Reputation: 655
When using ARM GCC g++ compiler with optimization level -O2 (and up) this code:
void foo(void)
{
DBB("@0x%08X: 0x%08X", 1, *((uint32_t *)1));
DBB("@0x%08X: 0x%08X", 0, *((uint32_t *)0));
}
Compiles to:
0800abb0 <_Z3foov>:
800abb0: b508 push {r3, lr}
800abb2: 2301 movs r3, #1
800abb4: 4619 mov r1, r3
800abb6: 681a ldr r2, [r3, #0]
800abb8: 4802 ldr r0, [pc, #8] ; (800abc4 <_Z3foov+0x14>)
800abba: f007 fa83 bl 80120c4 <debug_print_blocking>
800abbe: 2300 movs r3, #0
800abc0: 681b ldr r3, [r3, #0]
800abc2: deff udf #255 ; 0xff
800abc4: 08022704 stmdaeq r2, {r2, r8, r9, sl, sp}
And this gives me hardfault at undefined instruction @0x0800abc2. Also, if there is more code after that, it is not compiled into final binary.
The question is why compiler generates it like that, why undefined istruction?
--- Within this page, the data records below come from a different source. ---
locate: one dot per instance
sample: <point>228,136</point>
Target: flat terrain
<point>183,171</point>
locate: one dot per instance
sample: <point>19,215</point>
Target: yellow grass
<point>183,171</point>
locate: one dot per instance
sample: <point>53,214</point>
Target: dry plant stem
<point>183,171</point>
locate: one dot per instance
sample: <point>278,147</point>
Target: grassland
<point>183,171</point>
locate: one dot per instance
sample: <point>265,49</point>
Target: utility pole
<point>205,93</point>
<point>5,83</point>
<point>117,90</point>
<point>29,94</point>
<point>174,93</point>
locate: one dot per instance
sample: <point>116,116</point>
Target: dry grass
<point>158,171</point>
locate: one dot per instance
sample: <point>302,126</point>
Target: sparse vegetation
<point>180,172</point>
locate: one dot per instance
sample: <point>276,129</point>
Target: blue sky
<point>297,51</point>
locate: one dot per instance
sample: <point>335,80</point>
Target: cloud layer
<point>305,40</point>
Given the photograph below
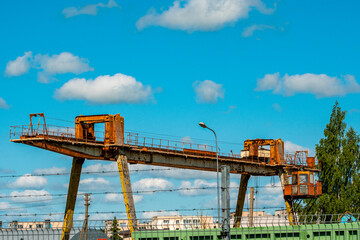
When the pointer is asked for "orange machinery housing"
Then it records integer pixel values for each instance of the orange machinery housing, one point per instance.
(276, 150)
(114, 128)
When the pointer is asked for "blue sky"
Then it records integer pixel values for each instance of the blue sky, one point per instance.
(248, 69)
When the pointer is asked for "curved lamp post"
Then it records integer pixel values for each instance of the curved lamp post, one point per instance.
(203, 125)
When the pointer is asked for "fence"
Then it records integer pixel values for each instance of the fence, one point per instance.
(269, 227)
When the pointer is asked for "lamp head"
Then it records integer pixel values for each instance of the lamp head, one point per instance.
(202, 125)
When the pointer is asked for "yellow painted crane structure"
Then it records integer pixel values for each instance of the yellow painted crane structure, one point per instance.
(114, 144)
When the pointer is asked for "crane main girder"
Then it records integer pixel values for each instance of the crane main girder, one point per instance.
(148, 156)
(83, 142)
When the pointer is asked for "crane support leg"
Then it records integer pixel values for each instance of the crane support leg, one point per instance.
(127, 192)
(71, 198)
(241, 199)
(288, 202)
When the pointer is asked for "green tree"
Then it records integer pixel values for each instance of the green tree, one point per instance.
(338, 154)
(115, 230)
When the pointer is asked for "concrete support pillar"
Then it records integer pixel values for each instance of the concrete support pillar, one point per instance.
(127, 191)
(241, 199)
(288, 202)
(71, 197)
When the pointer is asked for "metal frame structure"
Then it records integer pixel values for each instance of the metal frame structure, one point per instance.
(84, 142)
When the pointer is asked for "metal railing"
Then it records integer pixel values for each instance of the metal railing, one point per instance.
(336, 226)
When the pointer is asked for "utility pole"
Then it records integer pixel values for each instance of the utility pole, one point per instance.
(225, 202)
(84, 228)
(251, 218)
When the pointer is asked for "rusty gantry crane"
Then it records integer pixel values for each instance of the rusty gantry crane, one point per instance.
(295, 171)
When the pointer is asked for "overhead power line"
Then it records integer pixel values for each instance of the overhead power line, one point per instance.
(121, 192)
(143, 211)
(86, 172)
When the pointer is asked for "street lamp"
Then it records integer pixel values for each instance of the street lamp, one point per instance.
(203, 125)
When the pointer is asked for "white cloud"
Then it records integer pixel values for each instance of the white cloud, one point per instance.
(231, 108)
(208, 91)
(277, 107)
(92, 184)
(249, 31)
(119, 88)
(3, 104)
(47, 65)
(53, 170)
(320, 85)
(201, 15)
(28, 181)
(91, 9)
(178, 173)
(4, 205)
(148, 215)
(30, 195)
(291, 148)
(151, 184)
(119, 198)
(198, 183)
(19, 66)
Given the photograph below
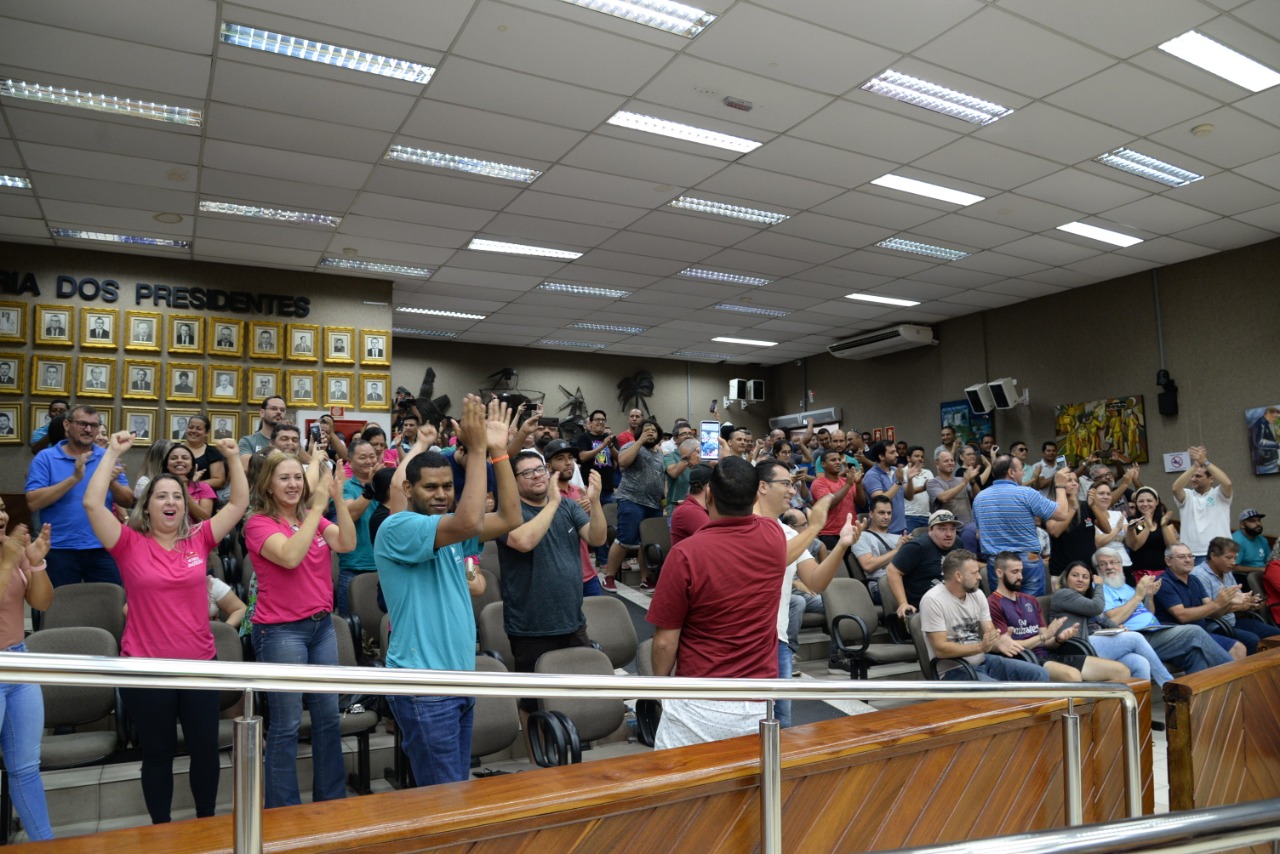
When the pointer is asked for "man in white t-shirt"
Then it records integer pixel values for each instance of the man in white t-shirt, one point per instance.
(1205, 510)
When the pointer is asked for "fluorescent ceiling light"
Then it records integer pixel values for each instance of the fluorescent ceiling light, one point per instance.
(460, 163)
(129, 106)
(254, 211)
(1104, 234)
(735, 211)
(608, 327)
(728, 278)
(1221, 60)
(924, 188)
(887, 301)
(670, 17)
(922, 249)
(1150, 168)
(374, 266)
(440, 313)
(319, 51)
(755, 310)
(584, 291)
(118, 238)
(686, 132)
(748, 342)
(940, 99)
(520, 249)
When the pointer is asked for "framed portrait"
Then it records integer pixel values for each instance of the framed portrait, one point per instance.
(265, 339)
(141, 379)
(144, 332)
(50, 375)
(373, 391)
(10, 423)
(55, 325)
(95, 377)
(375, 347)
(13, 378)
(224, 384)
(225, 337)
(338, 388)
(304, 342)
(182, 382)
(13, 323)
(186, 333)
(300, 388)
(339, 345)
(100, 328)
(141, 421)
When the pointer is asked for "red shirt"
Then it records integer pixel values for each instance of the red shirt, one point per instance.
(721, 589)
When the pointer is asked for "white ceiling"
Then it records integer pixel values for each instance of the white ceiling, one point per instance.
(531, 82)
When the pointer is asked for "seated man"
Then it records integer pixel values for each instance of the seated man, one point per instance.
(956, 624)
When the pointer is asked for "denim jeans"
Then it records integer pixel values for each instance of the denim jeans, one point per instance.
(305, 642)
(437, 736)
(22, 708)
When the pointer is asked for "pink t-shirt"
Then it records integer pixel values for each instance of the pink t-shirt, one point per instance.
(168, 596)
(287, 596)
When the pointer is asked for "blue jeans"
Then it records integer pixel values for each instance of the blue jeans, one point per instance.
(435, 735)
(305, 642)
(22, 708)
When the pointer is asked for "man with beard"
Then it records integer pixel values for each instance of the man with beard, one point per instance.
(420, 552)
(956, 624)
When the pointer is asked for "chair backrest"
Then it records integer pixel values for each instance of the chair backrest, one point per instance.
(594, 718)
(97, 603)
(609, 625)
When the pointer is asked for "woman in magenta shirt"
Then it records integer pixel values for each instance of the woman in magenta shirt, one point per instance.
(292, 547)
(163, 558)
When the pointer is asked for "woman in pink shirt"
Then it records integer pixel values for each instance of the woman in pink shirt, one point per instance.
(292, 546)
(163, 558)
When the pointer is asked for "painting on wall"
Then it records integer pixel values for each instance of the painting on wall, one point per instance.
(1114, 424)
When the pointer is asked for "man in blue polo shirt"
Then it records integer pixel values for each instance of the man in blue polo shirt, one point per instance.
(55, 487)
(1006, 514)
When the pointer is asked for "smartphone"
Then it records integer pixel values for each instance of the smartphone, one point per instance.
(708, 433)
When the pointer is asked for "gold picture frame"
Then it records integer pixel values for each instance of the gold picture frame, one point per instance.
(95, 377)
(265, 339)
(375, 348)
(100, 328)
(183, 382)
(144, 332)
(225, 338)
(55, 325)
(141, 380)
(13, 323)
(339, 345)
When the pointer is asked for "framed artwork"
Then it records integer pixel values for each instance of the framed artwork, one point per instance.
(373, 391)
(225, 337)
(182, 380)
(141, 379)
(55, 325)
(141, 423)
(304, 342)
(13, 379)
(300, 388)
(338, 388)
(186, 333)
(375, 347)
(13, 323)
(95, 377)
(224, 384)
(265, 339)
(100, 328)
(10, 424)
(339, 345)
(144, 332)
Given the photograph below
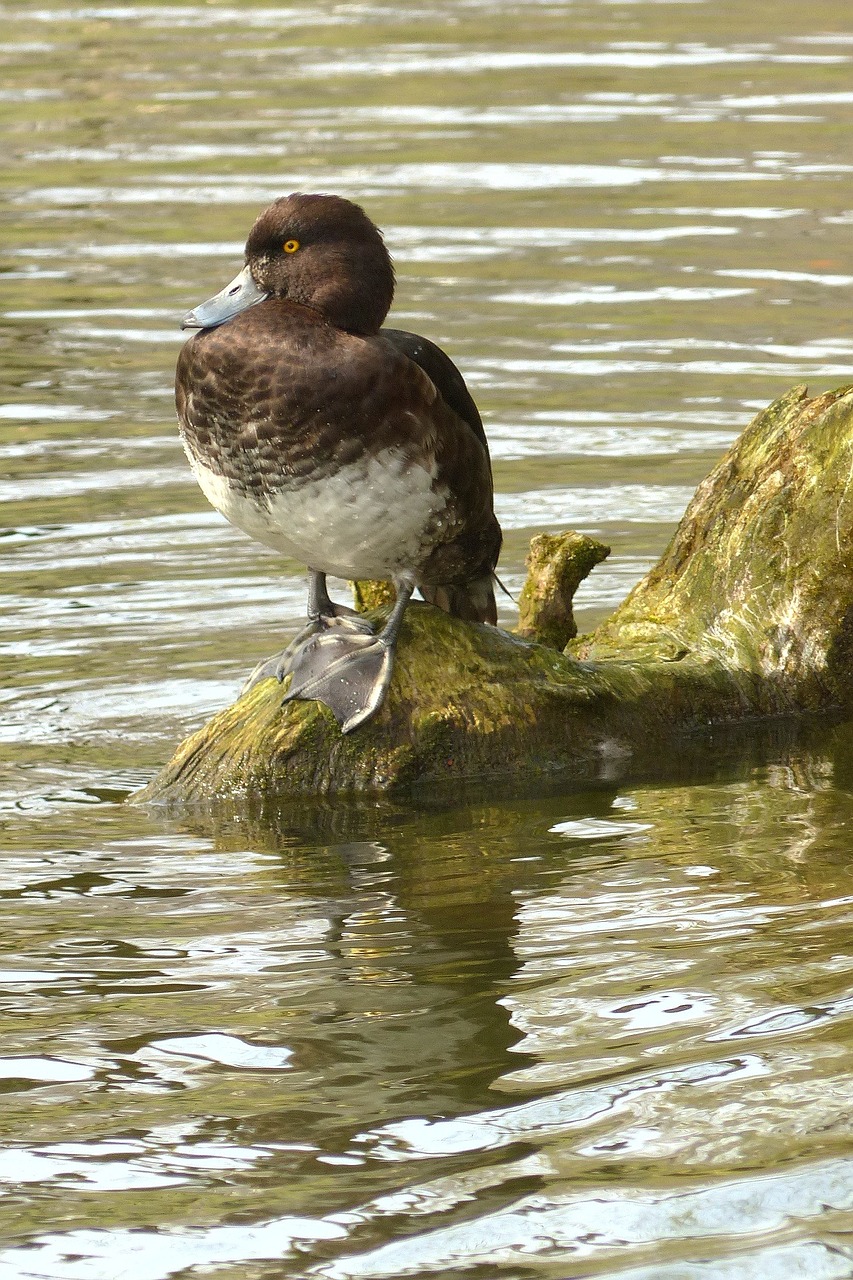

By the way, it works fine for stuff like this:
...
uint32_t num = 2;
num -= 2;
DBB("@0x%08X: 0x%08X", 0, *((uint32_t *)num));
...
Compiler version:
arm-none-eabi-g++.exe (GNU Tools for ARM Embedded Processors 6-2017-q2-update) 6.3.1 20170620 (release) [ARM/embedded-6-branch revision 249437]
Upvotes: 2
Views: 619
Reputation: 1789
You can disable this (and verify this answer) by using -fno-delete-null-pointer-checks
The pointer you are passing has a value which matches the null pointer, and the compiler can see that from static analysis, so it faults (because that is the defined behaviour).
In your second example, the static analysis doesn't identify a NULL.